Ray Dalio, co-chief investment officer of Bridgewater Associates, one of the world’s largest hedge funds, owns some Bitcoin, but in an interview with CNBC today he demonstrated that he doesn’t understand or believe in it as a superior store of value to gold.
“If you put a gun to my head, and you said, ‘I can only have one,’” Dalio said in the interview, “I would choose gold.”
After years of brushing off and actively doubting Bitcoin, the 72-year-old revealed in May that he owns an undisclosed amount of it:
“I own a very small amount of bitcoin. I’m not a big owner,” Dalio told CNBC. He went on to explain Bitcoin as an asset “that you want to own to diversify the portfolio.” In the same breath he noted that “bitcoin is something like a digital gold.”
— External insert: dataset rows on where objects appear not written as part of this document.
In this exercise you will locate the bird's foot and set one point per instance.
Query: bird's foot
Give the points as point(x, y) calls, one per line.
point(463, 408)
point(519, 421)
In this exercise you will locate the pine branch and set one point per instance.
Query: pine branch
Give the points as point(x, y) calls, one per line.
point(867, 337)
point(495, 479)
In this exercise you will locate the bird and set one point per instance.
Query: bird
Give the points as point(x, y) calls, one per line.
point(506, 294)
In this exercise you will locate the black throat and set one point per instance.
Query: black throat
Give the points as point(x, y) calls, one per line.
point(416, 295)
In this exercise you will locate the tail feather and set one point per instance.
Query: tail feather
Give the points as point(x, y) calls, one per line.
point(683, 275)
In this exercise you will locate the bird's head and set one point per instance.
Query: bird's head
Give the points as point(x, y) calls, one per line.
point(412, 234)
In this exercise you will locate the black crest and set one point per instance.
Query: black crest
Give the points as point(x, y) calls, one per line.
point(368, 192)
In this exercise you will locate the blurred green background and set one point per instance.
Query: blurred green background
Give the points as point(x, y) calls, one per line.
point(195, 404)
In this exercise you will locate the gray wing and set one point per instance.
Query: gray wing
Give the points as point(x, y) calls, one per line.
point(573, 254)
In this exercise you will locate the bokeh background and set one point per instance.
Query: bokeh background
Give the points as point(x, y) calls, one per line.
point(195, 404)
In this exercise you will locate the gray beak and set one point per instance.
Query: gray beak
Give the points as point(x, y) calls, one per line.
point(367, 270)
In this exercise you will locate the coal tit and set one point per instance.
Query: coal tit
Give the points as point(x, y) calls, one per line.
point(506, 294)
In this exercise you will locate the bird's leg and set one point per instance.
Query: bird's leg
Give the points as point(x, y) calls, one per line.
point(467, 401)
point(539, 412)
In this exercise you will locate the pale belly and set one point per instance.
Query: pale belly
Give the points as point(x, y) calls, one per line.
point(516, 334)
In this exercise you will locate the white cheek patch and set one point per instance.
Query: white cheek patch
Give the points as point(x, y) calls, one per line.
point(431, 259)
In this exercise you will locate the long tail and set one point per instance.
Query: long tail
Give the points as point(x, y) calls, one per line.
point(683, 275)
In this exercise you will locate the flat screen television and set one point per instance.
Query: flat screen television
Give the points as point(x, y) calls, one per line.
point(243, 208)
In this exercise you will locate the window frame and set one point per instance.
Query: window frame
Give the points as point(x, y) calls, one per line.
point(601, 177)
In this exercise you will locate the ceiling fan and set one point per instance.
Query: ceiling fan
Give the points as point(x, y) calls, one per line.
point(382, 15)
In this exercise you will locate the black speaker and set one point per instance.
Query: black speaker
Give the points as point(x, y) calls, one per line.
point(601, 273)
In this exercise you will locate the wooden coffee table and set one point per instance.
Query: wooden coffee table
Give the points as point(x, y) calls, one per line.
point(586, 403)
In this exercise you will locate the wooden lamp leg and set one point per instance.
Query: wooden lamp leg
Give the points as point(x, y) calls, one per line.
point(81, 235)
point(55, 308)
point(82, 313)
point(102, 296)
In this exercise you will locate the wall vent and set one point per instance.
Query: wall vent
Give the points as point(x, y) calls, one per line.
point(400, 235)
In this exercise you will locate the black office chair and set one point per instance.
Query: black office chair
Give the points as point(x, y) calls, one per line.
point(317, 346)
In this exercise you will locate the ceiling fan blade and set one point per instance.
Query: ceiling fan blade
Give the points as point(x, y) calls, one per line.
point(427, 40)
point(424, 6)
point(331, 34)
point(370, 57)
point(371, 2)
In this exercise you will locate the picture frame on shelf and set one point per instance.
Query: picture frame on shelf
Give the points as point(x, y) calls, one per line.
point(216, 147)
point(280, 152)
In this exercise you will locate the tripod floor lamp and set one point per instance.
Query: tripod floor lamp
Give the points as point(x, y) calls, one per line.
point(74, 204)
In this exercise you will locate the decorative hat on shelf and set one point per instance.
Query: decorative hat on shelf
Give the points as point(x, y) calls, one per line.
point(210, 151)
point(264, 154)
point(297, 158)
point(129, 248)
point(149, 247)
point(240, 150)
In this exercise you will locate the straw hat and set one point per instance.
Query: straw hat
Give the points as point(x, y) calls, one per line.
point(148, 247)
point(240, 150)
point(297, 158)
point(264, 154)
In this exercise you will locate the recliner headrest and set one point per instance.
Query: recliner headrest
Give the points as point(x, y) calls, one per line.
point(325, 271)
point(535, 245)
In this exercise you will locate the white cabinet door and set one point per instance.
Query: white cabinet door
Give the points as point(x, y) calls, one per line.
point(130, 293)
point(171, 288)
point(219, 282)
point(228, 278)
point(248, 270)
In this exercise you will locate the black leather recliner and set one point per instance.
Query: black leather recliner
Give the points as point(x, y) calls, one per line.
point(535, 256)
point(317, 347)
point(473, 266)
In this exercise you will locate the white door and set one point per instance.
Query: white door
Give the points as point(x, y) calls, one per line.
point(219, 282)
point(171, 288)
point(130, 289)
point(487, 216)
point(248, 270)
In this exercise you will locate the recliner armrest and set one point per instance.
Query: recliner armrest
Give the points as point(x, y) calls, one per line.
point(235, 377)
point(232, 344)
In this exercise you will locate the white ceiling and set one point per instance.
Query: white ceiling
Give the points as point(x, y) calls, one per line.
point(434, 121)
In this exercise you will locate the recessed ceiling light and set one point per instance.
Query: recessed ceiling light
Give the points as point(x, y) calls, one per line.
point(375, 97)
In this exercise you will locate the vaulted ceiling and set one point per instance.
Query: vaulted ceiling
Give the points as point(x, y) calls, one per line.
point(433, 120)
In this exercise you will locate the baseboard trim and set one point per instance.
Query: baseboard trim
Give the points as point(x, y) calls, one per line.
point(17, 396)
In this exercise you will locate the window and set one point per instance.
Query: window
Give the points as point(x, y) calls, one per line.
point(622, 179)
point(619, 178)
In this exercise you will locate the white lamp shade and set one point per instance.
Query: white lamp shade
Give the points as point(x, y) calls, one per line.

Despite Dalio’s comparison of Bitcoin to digital gold, over that last year, Bridgewater invested more than $400 million into gold, which has long been considered a store of value.
According to CNBC, in 2019 Dalio wrote on LinkedIn that “adding gold can help balance one’s portfolio because it is both risk-reducing and return-enhancing.”
Notably, Dalio told Coindesk last spring that if forced to choose between gold and Bitcoin, he would pick gold because of its history as a “storehold of wealth”.
Why He’s Wrong
While gold has historically been a hedge against fiat inflation, bitcoiners believe that Bitcoin has subsumed gold in its functions, virtues and necessity.
Bitcoin is more salable across space, time, and scale than gold. The issuance of Bitcoin will stop at 21 million coins, whereas gold will be mined until none exists anywhere in the universe. The only thing limiting the inflation of the gold supply is the amount of resources we devote to the task of mining it, and on that front, we’ve barely scratched the surface of the earth.
One explanation for Dalio holding gold over Bitcoin as a store of value is a misguided belief that Bitcoin will be simply outlawed by the U.S. government. Bitcoin as a network and a currency, however, is resistant to government capture, unlike gold.
Indeed, as we have seen over and over again in China and India, Bitcoin can be regulated, but it cannot be stopped. Governments have no control over the protocol, and no power to halt, alter or confiscate Bitcoin transactions.
At the same time, the physical nature of gold, and the impracticality of storing it safely makes it easily confiscatable by third parties and governments alike. Note that all standard Good Delivery Gold Bars must be held in third party custody to be recognized as valid, and the vast majority of investors’ gold is held in banks.
For now, Dalio just doesn’t see Bitcoin as a store of value, which is arguably its strongest and one of its most obvious virtues:
“I just think of it as diversification,” he said.